Dementsprechend fordern wir die Stadt Leipzig auf, analog zur Selbstbindung und
Vorbildrolle der Bundesregierung, Nachhaltigkeit konkret in eigenen Bereichen
der Leipziger Verwaltungspraxis umzusetzen[2]. Daraus folgt, dass nicht nur
ökonomische sondern auch soziale und ökologische Aspekte bei der Verwendung bzw.
Vergabe von städtischen Haushaltsmitteln in den Mittelpunkt zu stellen sind.
Dieser Antrag stellt die Forderung, Nachhaltigkeitskriterien bei der Bewertung,
Förderung, Akquise und Durchführung von Großveranstaltungen stärker zu beachten,
als dies in der entsprechenden, am 08.02.2017 von der Ratsversammlung
beschlossenen Vorlage[3] geschehen ist. Zwar werden auf der strategischen Ebene
des Beschlussvorschlags der Stadt Leipzig soziale und ökologische Faktoren
ansatzweise aufgenommen, indem Großveranstaltungen die Ziele des Integrierten
Stadtentwicklungskonzeptes (INSEK) befördern sollen, jedoch bleibt eine genaue
Berücksichtigung der sozialen und ökologischen Dimension auf operationaler
Ebenen weitestgehend aus.
Der Fokus auf die wirtschaftliche Dimension ist dabei unbedingt um die soziale
und ökologische Dimension zu ergänzen. Denn Großveranstaltungen liefern
außerordentliche Potenziale, zum Schutz der Umwelt beizutragen, die lokale
Wertschöpfung auch im produzierenden Gewerbe zu fördern, die Lebensqualität
durch soziale Aktionspläne während den Veranstaltungen zu steigern, die
Attraktivität der Anbieterstrukturen für Veranstaltungen zu erhöhen und die
Öffentlichkeit für nachhaltige Entwicklung zu sensibilisieren.

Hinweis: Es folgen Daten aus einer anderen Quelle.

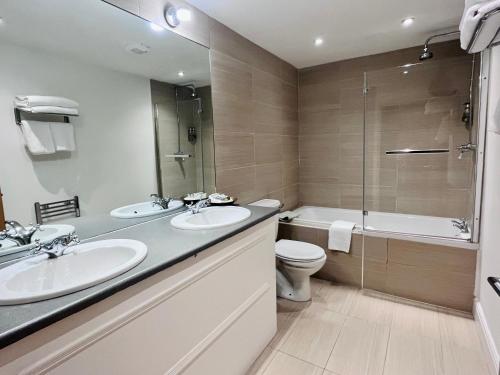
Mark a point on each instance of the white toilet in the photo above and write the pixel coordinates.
(296, 262)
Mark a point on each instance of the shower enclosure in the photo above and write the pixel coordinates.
(398, 152)
(419, 149)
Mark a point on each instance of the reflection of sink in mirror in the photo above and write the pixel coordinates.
(45, 234)
(144, 209)
(211, 218)
(82, 266)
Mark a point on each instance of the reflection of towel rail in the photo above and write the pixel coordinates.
(17, 115)
(405, 151)
(479, 28)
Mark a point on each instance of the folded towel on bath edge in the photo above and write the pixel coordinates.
(339, 235)
(38, 137)
(63, 136)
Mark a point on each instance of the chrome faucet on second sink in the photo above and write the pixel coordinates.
(19, 234)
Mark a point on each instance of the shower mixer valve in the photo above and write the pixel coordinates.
(466, 148)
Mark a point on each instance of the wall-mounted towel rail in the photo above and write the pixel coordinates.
(45, 211)
(17, 115)
(488, 17)
(405, 151)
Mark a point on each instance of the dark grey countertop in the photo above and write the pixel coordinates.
(166, 247)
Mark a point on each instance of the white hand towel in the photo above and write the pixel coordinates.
(38, 137)
(51, 109)
(63, 135)
(39, 100)
(339, 235)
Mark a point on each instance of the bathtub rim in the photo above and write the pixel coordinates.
(432, 240)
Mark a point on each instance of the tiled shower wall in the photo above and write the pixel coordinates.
(421, 109)
(254, 108)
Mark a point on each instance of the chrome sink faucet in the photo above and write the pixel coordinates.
(461, 225)
(160, 201)
(57, 247)
(196, 207)
(18, 233)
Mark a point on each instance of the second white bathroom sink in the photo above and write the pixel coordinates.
(46, 233)
(82, 266)
(211, 218)
(145, 209)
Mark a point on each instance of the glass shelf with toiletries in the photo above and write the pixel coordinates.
(102, 109)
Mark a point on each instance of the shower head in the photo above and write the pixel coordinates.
(426, 52)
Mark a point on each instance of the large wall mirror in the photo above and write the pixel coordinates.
(102, 105)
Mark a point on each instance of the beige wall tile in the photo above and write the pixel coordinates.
(234, 150)
(267, 148)
(268, 177)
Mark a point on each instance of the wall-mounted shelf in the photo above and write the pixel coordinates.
(406, 151)
(18, 112)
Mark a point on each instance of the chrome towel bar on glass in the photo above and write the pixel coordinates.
(413, 151)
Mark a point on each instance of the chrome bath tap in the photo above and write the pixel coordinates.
(18, 233)
(196, 207)
(160, 201)
(57, 247)
(461, 225)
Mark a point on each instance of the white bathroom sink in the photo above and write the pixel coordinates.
(144, 209)
(82, 266)
(45, 234)
(211, 218)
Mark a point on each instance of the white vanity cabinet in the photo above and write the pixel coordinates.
(209, 314)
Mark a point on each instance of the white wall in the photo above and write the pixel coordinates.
(489, 301)
(114, 162)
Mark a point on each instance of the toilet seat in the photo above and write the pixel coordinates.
(298, 252)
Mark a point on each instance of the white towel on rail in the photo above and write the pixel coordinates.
(51, 109)
(339, 235)
(38, 137)
(63, 136)
(23, 101)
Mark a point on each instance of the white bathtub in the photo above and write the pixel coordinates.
(428, 229)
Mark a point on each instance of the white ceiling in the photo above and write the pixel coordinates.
(349, 28)
(98, 33)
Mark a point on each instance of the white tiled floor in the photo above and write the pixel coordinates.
(345, 331)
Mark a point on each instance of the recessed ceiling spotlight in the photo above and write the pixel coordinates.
(184, 14)
(174, 15)
(408, 21)
(318, 42)
(156, 27)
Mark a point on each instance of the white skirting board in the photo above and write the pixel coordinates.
(486, 337)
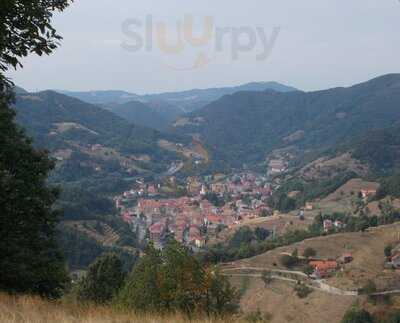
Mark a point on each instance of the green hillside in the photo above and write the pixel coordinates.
(246, 126)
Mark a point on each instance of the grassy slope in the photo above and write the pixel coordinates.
(280, 300)
(27, 309)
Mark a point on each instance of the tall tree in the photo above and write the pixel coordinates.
(29, 258)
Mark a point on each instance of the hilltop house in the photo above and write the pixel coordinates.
(277, 166)
(323, 269)
(366, 193)
(328, 225)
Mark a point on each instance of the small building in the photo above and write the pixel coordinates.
(309, 206)
(396, 261)
(366, 193)
(338, 224)
(277, 166)
(322, 268)
(328, 225)
(346, 258)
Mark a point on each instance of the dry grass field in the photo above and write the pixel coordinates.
(279, 299)
(281, 303)
(343, 199)
(25, 309)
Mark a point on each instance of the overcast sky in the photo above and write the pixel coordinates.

Das Ziel dieses Antrags ist es, fehlende rechtlich-politische Rahmenbedingungen
zur Reduzierung negativer externer Effekte[4] durch angemessene
Selbstverpflichtung der Stadt Leipzig zu ersetzen. Der betreffende Beschluss
(VI-DS-093446) soll wie folgt überarbeitet und ergänzt werden[5]:
1. Analyse des positiven Einflusses von nachhaltigen Großveranstaltungen
Der positive Einfluss bzw. die Wertschöpfungspotenziale von
nachhaltigkeitsorientiert ausgerichteten Großveranstaltungen sollen auf die
Erreichung der im INSEK formulierten strategischen Ziele der Kommunalpolitik
geprüft werden. Dabei soll die Stadt Leipzig auch auf die inhaltlichen
Handlungsschwerpunkte[6] des INSEK eingehen. Darüber hinaus soll die Stadt
Leipzig prüfen, wie Großveranstaltungen auch im Bereich Bildung für nachhaltige
Entwicklung (BNE)[7] eingesetzt werden können.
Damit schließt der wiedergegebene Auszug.